Job Openings in U.S. Climbed in September to Five-Year High
Job openings in the U.S. climbed to a five-year high in September, indicating employers were confident about demand before the federal government shutdown.
The number of positions waiting to be filled in the U.S. rose by 69,000 to 3.91 million, the highest since May 2008, from a revised 3.84 million in August, the Labor Department reported today in Washington. The pace of hiring increased.
Further gains in the job market would help drive wage growth and boost consumer spending, which accounts for almost 70 percent of the economy. Employers have added 186,300 workers on average from January through October, up from an average of about 173,000 in the same period last year.
“Things are genuinely getting better,” said Brian Jones, senior U.S. economist at Societe Generale in New York. “I don’t think we’re at the point where people will quit without having something in hand, but hopefully we’re moving in that direction.”
The median forecast in a Bloomberg survey of economists called for 3.85 million openings in September after a previously reported 3.88 million a month earlier.
The Job Openings and Labor Turnover report is among data monitored by Janet Yellen, the nominee for Federal Reserve chairman, and helps shed light on the dynamics behind the monthly employment figures.
Payrolls expanded by 204,000 workers last month after rising 163,000 in September, a Labor Department report showed on Nov. 8. The jobless rate rose to 7.3 percent in October after as many as 800,000 federal workers were furloughed during the 16-day government shutdown.
Today’s report showed the number of people hired increased to 4.59 million in September, the most since August 2008, from 4.56 million. The hiring rate rose to 3.4 percent from 3.3 percent in August. The gauge calculates the number of hires during the month divided by the number of employees who worked or received pay during that period.
Job openings increased at construction companies, retailers, professional and business services, and in the trade, transportation and utility industries.
The number of total dismissals, which excludes retirements and those who left their job voluntarily, rose to 1.73 million from 1.68 million in August.

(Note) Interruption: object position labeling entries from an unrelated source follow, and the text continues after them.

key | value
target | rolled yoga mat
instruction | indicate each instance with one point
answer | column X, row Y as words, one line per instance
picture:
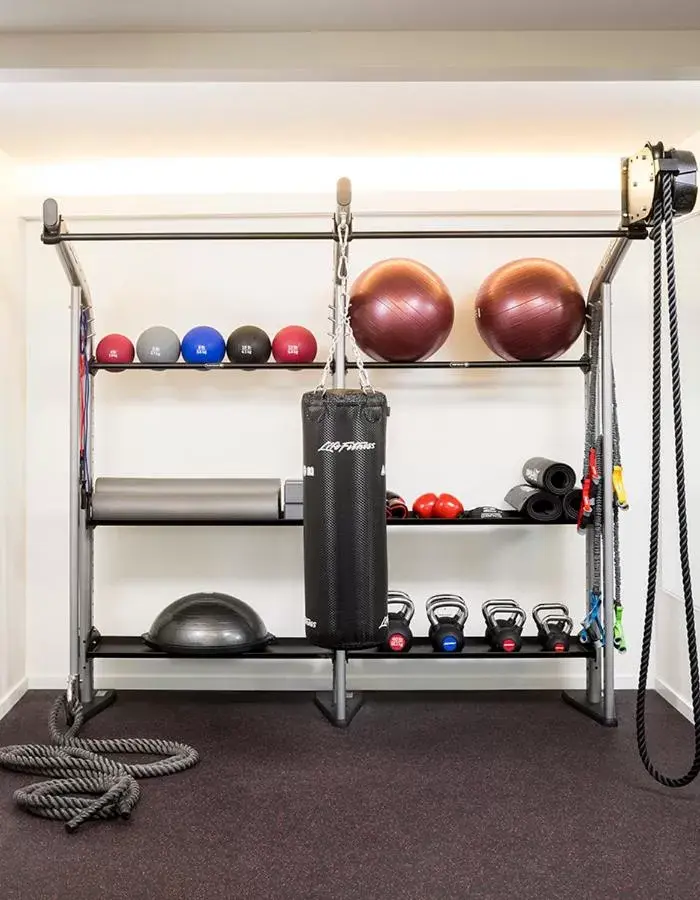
column 185, row 499
column 549, row 475
column 534, row 504
column 571, row 503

Some 2.34 million people quit their jobs in September, down from 2.36 million the prior month. The quits rate, which shows the willingness of workers to leave their jobs, held at 1.7 percent in September, down from a 2.1 percent reading when the recession started almost six years ago.
An increase in the gauge would indicate that “workers perceive that their chances to be rehired are good -- in other words, that labor demand has strengthened,” Yellen said in a March speech before the National Association for Business Economics.
In the 12 months ended September, the economy created a net 1.9 million jobs, representing 52.7 million hires and 50.8 million separations.
Considering the 11.3 million Americans who were unemployed in September, today’s figures indicate there are about 2.9 people vying for every opening, up from about 1.8 when the last recession began in December 2007.
Payrolls data released earlier this month also showed that private employment, which excludes government agencies, rose 212,000 in October, the most in eight months.
Retailers are among those adding employees in anticipation of holiday demand, with Amazon.com Inc. (AMZN) expected to hire 40 percent more workers than last year and Wal-Mart Stores Inc. taking on 10 percent more seasonal employees and an additional 700,000 workers. In total, retailers added 159,000 holiday jobs in October, the strongest start to the season in 14 years, according to employment consulting firm Challenger, Gray & Christmas Inc.
Other businesses are taking steps to cut staff. Lockheed Martin Corp., the largest U.S. government contractor, said Nov. 14 it will cut 4,000 jobs and close some operations in response to decreased federal spending. HJ Heinz Co., the ketchup-maker owned by Warren Buffett’s Berkshire Hathaway Inc. and 3G Capital, said it will fire 1,350 workers as it closes manufacturing plants in North America.
Fed officials are gauging the outlook for the labor market as they consider scaling back their $85 billion-a-month bond-buying program, known as quantitative easing. Policy makers this week signaled they may taper “in coming months” if the economy improves as anticipated.
Fed officials “generally expected that the data would prove consistent with the committee’s outlook for ongoing improvement in labor market conditions and would thus warrant trimming the pace of purchases in coming months,” according to the record of the Federal Open Market Committee’s Oct. 29-30 gathering, released Nov. 20 in Washington.